It was really not necessary for Mrs. Lascelles to offer the coolest chair to Lord Cheriton. For, if the truth must be told, he looked cool enough already. It was perhaps his most assiduously cultivated and most carefully cherished characteristic. However, he took the chair Jim’s mother had indicated. He took it almost as if he were conferring homage upon it. Having chosen a likely spot upon the varnished boards upon which to set his silk hat, he proceeded to place it there with immense precision. He then crossed his lavender trousers very urbanely, displaying in the process an extremely neat and spotless pair of white gaiters. He then placed his black-rimmed eyeglass in the left or more fashionable eye, and surveyed his surroundings with a leisurely benevolence that was really most engaging.
By the time Cheriton appeared to be pleasantly settled, and by the time Mrs. Lascelles had fully recovered from the effects of Miss Perry’s third hug, she said—
“Ring, laddie.”
Jim obeyed. He had assumed already an air of almost unwarrantable humor.
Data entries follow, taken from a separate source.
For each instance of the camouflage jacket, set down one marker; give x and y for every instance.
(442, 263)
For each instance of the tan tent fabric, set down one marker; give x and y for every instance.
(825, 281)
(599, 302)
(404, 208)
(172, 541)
The little maid-of-all-work entered.
“Tea, please, Miranda,” said her mistress.
Miranda embellished the command of her mistress with a totally unnecessary half courtesy which she was apt to produce upon state occasions. It was a remarkably effective little affair, although its true place was undoubtedly a comic-opera.
“Capital!” murmured Cheriton. And then, as a pause in the conversation seemed to give his remark a significance to which it laid no claim, he added sententiously, “weather!”
“Yes,” said Jim, “capital weather.”
Miss Burden addressed a remark to Jim’s mother.